第71話
給湯室の出入り口からひょっこりと姿を現したのは、資材課の佐々木さんだった。
今週初めから休んでいた彼女とは、約一週間ぶりの再会。
出社しているという事は、もう、子供さんの怪我は大丈夫なんだろうか……。
「佐々木さん、お疲れさまです。お子さん、怪我しちゃったんですって?」
布巾を手にしたまま佐々木さんの傍に歩み寄ると、彼女は申し訳なさそうに両手を合わせて頭をさげた。
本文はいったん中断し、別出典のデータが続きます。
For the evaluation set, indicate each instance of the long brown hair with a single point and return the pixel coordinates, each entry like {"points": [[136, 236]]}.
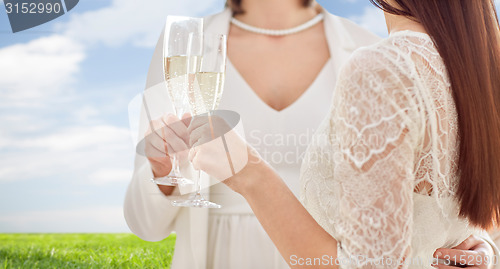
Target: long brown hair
{"points": [[235, 5], [466, 34]]}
「うん。足の捻挫と打撲で……やっと痛みが引いてきたみたい。ホント、司会の件、ごめんね。ありがとう」
「いえいえ~。それより、大変だったですね。捻挫って、スポーツか何かで?」
そう問いかけると、佐々木さんは心底悩ましそうな顔でため息をついた。
「ううん。友達とふざけて。……もう、男の子は無茶ばかりするから怖いわ……」
「でも、痛みが引いて本当に良かったです。お大事にしてください」
心なしかやつれて見える佐々木さんを励ますつもりで、私は明るく言葉を繋ぐ。
「……うん。ありがと」
佐々木さんは苦笑いを浮かべて頭をさげると、開け放たれた出入り口へと向かって歩き出した。